Prenons un exemple criant : le non-recouvrement de l’Impôt sur les Traitements et Salaires (ITS). Voilà des années que les EMASE ne prélèvent ni ne reversent cet impôt dû à l’État. Comment est-il possible qu’une structure publique puisse ainsi s’exonérer de ses obligations fiscales sans conséquence ?
Une inertie organisée ou un manque de volonté ?
Les autorités compétentes ne peuvent pas dire qu’elles ne savaient pas. Depuis 2020, les alertes ont été nombreuses. Pourtant, sur le terrain, les mêmes pratiques perdurent.
🔴 Le cadre organique des EMASE n’est toujours pas respecté. Alors que la loi fixe un effectif maximal de 61 agents, on en compte aujourd’hui 77.
🔴 La comptabilité des biens reste inexistante. Aucun inventaire précis des équipements n’a été réalisé, et le matériel n’est toujours pas codifié.

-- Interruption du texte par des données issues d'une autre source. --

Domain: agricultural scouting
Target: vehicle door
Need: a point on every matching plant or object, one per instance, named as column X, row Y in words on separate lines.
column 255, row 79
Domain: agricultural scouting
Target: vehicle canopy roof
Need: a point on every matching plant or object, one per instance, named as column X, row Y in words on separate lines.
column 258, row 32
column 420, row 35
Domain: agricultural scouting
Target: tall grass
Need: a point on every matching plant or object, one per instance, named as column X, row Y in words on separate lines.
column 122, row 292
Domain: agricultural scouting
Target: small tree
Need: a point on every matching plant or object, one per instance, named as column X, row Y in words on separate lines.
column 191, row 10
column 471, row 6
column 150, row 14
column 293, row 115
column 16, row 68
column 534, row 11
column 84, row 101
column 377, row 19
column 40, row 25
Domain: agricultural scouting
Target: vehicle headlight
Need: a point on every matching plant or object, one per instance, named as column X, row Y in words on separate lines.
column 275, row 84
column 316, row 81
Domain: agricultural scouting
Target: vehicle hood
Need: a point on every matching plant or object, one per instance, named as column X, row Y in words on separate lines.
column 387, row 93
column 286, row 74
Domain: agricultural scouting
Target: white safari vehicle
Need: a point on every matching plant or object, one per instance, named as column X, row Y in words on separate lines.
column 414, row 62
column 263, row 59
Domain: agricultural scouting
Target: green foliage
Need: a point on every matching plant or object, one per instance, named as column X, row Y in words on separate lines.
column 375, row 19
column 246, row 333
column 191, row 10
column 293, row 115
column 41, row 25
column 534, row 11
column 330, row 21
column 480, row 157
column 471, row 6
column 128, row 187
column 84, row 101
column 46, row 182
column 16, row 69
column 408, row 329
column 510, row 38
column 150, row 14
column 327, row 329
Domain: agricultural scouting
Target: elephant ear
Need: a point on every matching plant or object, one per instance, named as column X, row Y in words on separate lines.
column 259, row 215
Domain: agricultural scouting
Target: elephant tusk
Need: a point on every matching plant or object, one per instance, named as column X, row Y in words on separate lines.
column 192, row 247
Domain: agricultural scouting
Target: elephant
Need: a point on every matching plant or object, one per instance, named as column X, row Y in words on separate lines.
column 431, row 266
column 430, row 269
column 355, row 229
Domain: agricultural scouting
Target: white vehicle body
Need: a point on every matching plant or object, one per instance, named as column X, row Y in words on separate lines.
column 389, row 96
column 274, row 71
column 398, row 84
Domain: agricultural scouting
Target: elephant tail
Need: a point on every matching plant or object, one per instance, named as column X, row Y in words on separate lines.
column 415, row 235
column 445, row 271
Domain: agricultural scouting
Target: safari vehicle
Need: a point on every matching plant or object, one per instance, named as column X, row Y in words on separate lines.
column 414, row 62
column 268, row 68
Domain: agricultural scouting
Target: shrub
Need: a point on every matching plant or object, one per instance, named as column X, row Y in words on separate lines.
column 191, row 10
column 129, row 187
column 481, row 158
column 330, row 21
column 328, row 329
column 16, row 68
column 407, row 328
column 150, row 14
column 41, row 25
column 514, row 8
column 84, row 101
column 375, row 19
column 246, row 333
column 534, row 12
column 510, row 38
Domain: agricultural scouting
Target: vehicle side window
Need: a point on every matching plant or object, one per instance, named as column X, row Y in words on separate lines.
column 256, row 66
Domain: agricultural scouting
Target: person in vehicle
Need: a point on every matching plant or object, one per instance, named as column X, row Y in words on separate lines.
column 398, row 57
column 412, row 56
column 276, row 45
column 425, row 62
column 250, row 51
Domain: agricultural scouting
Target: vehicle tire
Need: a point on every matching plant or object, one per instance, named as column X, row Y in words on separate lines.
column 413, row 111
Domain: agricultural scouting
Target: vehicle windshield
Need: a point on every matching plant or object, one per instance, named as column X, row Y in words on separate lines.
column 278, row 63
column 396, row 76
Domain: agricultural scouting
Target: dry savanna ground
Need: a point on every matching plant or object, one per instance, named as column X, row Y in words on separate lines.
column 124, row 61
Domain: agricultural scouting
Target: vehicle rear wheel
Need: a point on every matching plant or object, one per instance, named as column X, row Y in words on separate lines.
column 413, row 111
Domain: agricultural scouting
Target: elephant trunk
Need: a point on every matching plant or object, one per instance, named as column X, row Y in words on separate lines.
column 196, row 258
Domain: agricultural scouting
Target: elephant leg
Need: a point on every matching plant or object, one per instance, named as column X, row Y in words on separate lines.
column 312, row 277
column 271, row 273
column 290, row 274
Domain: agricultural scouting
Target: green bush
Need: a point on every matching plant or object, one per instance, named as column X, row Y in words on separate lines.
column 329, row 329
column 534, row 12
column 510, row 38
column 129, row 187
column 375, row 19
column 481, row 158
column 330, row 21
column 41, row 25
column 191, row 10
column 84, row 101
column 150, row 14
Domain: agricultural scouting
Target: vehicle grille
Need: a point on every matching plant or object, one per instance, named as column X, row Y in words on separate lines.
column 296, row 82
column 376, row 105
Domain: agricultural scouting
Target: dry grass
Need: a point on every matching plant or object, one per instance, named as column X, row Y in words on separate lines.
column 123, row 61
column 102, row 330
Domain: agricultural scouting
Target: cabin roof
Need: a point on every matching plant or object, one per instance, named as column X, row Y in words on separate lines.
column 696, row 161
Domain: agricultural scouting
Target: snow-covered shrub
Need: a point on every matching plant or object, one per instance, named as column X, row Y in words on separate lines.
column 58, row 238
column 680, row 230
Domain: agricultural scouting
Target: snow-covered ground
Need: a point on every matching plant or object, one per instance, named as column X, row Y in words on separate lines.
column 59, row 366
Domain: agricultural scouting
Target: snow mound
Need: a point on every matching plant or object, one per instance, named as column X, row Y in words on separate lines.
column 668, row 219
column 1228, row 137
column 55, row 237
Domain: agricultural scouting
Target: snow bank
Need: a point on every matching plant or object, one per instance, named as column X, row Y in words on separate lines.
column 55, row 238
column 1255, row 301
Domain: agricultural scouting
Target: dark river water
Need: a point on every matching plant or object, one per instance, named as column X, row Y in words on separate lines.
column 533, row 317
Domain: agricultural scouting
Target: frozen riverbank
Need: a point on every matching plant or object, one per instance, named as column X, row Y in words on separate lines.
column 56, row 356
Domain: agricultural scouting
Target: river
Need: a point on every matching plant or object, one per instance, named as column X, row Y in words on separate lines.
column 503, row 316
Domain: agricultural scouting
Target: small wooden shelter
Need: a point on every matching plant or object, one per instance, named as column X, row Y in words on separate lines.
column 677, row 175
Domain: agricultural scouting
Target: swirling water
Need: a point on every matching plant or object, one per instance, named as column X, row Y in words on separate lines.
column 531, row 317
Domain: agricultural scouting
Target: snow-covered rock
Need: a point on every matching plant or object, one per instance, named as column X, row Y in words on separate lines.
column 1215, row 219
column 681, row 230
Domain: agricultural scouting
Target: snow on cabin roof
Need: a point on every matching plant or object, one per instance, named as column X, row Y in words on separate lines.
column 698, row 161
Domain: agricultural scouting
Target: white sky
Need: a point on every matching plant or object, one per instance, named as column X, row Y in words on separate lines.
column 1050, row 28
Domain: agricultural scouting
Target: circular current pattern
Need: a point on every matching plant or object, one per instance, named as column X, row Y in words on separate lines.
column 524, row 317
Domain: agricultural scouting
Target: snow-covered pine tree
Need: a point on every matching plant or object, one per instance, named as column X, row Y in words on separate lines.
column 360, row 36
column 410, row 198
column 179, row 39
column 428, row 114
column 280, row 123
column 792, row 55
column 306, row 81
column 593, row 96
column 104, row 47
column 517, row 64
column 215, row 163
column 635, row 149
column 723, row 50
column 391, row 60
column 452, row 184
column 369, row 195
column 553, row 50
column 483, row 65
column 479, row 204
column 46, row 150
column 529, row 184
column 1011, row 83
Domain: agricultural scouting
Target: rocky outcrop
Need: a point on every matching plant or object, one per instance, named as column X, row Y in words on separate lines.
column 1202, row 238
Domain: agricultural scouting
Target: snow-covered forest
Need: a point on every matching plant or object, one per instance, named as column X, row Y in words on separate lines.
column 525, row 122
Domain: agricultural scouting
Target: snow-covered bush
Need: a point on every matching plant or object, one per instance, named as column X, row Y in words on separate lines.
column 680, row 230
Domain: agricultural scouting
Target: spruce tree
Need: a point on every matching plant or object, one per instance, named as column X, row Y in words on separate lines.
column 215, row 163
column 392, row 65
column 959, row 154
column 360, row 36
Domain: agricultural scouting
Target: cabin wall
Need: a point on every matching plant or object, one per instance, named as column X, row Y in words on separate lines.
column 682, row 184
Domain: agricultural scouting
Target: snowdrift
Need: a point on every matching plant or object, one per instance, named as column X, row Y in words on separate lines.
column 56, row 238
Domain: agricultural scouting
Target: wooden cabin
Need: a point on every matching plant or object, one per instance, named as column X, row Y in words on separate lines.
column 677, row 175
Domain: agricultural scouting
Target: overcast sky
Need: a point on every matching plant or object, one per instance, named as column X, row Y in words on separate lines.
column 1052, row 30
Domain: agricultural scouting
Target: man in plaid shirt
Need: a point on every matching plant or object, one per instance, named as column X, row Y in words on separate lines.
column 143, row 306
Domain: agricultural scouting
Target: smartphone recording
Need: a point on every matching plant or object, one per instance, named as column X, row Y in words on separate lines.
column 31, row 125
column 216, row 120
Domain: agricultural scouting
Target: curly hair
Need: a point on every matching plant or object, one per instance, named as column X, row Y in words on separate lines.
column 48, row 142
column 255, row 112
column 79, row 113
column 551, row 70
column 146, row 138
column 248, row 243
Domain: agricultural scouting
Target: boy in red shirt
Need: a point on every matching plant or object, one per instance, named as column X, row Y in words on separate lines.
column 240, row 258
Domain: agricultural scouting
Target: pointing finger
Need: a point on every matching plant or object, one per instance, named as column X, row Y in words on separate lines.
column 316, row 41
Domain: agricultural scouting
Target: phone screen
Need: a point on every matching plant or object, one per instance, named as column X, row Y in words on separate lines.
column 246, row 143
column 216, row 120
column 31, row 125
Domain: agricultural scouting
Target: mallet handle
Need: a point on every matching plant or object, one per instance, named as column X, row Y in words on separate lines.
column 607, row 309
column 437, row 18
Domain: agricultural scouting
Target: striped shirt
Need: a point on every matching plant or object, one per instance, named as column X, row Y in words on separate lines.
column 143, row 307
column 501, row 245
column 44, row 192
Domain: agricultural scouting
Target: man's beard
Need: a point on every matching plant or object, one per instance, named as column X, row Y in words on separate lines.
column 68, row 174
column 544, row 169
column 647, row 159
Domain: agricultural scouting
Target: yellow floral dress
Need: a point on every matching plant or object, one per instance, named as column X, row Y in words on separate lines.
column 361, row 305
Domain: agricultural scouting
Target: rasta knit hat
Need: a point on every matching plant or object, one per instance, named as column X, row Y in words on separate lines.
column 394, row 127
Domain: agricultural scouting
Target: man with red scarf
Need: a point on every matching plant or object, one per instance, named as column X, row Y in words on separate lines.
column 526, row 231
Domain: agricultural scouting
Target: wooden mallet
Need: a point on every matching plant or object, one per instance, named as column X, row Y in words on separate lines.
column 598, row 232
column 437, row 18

🔴 Des recettes continuent d’être gérées dans l’opacité. Le parking de Mbao génère des fonds, mais ceux-ci ne sont pas collectés et versés par un comptable public, comme l’exige la loi.
Face à ces constats, l’inaction devient une faute. Il ne s’agit plus d’un simple retard administratif, mais bien d’une forme de négligence qui fragilise la souveraineté économique du Mali.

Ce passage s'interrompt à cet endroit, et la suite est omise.